How to minimize distances in ordered dictionary containing only backward references to the keys?

Question

I have an ordered dictionary containing non-cyclical references to other elements in the dictionary:

from collections import OrderedDict
ug = OrderedDict(a=[],b=['e'],c=['a','b'],d=['a'],e=[])

Now I would like to

1. order the dictionary so that the references would point only backwards to the keys before the each key, and,
2. minimize the 'reference distance' in the ordered dictionary.

Below is shown how such distance function could look like:

def distance(g):
    total_distance = 0
    ordered = True
    for i,i_key in enumerate(list(g)):
        for j_index,j_key in enumerate(g[i_key]):
            j = list(g).index(j_key)
            print(str(j_key) + ' -> ' + str(i_key) + ' = ' + str(i) + ' - ' + str(j) + ' = ' + str(i-j))
            total_distance += i - j
            if (i < j):
                ordered = False
    
    if ordered:
        print('total_distance: ' + str(total_distance) + '\n')
        return (total_distance)
    else:
        print('not in order\n')
        return None

Here is the original list for testing:

ug = OrderedDict(a=[],b=['e'],c=['a','b'],d=['a'],e=[])
distance(ug)

giving

e -> b = 1 - 4 = -3
a -> c = 2 - 0 = 2
b -> c = 2 - 1 = 1
a -> d = 3 - 0 = 3
not in order

And here are two new orders having only backward references:

og1 = OrderedDict(e=[],a=[],d=['a'],b=['e'],c=['a','b'])
distance(og1)

og2 = OrderedDict(a=[],d=['a'],e=[],b=['e'],c=['a','b'])
distance(og2)

which will produce

a -> d = 2 - 1 = 1
e -> b = 3 - 0 = 3
a -> c = 4 - 1 = 3
b -> c = 4 - 3 = 1
total_distance: 8

a -> d = 1 - 0 = 1
e -> b = 3 - 2 = 1
a -> c = 4 - 0 = 4
b -> c = 4 - 3 = 1
total_distance: 7

How to minimize such total distance in ordering such dictionary which contains only backward references to the keys? There is no need to stick to OrderedDict data structure. Also keys 'a','b',...,'e' could simply be represented as numbers, if some other data structure would prove out to be more concise.

Answer 1

One optional solution can be:

• create all possible permutations of the given OrderDict,

• map each element with the function you provide to measure the distances,

• filter all the Nones which means that they do not meet the condition of backward reference,

• finally pick up the permutation that bring up the minimal distance

implementation:

def distance(g):
    total_distance = 0
    ordered = True
    for i,i_key in enumerate(list(g)):
        for j_index,j_key in enumerate(g[i_key]):
            # print(j_key)
            j = list(g).index(j_key)
            # print(str(j_key) + ' -> ' + str(i_key) + ' = ' + str(i) + ' - ' + str(j) + ' = ' + str(i-j))
            total_distance += i - j
            if (i < j):
                ordered = False
    
    if ordered:
        # print('total_distance: ' + str(total_distance) + '\n')
        return total_distance
    else:
        # print('not in order\n')
        return None

from collections import OrderedDict
import itertools
ug = OrderedDict(a=[],b=['e'],c=['a','b'],d=['a'],e=[])

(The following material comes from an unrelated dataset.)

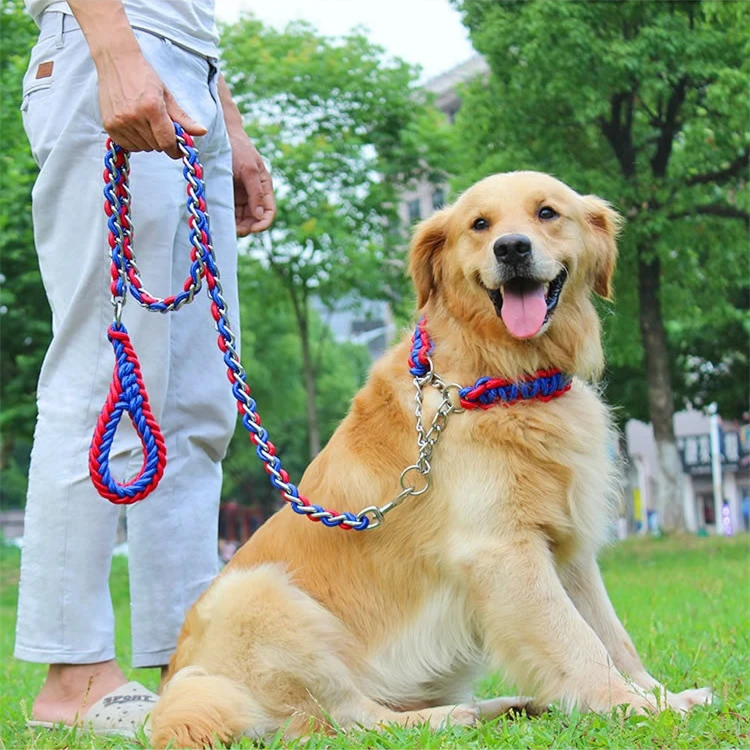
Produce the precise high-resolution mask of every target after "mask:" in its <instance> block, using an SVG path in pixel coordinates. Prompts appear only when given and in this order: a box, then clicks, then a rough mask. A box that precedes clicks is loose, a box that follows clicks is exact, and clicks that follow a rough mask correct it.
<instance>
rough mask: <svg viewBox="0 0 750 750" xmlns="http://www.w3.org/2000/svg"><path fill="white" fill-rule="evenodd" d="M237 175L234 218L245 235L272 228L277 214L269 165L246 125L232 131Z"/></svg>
mask: <svg viewBox="0 0 750 750" xmlns="http://www.w3.org/2000/svg"><path fill="white" fill-rule="evenodd" d="M229 140H230V143H231V145H232V175H233V177H234V220H235V225H236V227H237V234H238V235H239V236H240V237H245V236H247V235H248V234H255V233H256V232H262V231H263V230H264V229H268V227H270V226H271V222H272V221H273V219H274V216H275V215H276V201H275V200H274V196H273V183H272V182H271V175H270V174H269V173H268V170H267V169H266V165H265V164H264V162H263V159H262V158H261V155H260V154H259V153H258V151H257V149H256V148H255V146H253V143H252V141H251V140H250V138H248V136H247V134H246V133H245V131H244V130H242V129H237V130H236V131H235V132H230V134H229Z"/></svg>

all_permutations = list(itertools.permutations(ug.items()))
all_permutations = [OrderedDict(item) for item in all_permutations]
mapped = map(distance, all_permutations)
mapped = [(item,iter) for iter,item in enumerate(mapped) if item is not None]
minimal_permutation = min(list(mapped))
print("minimal distance is: " + str(minimal_permutation[0]))
print(all_permutations[minimal_permutation[1]])

output:

minimal distance is: 6
OrderedDict([('e', []), ('b', ['e']), ('a', []), ('c', ['a', 'b']), ('d', ['a'])])

Notice that this solution is risky as the number of permutations can extremely diverge as factor of len(ug), but in the other hand I can't find out another approach to find the best permutations without walking through each one of them at least once.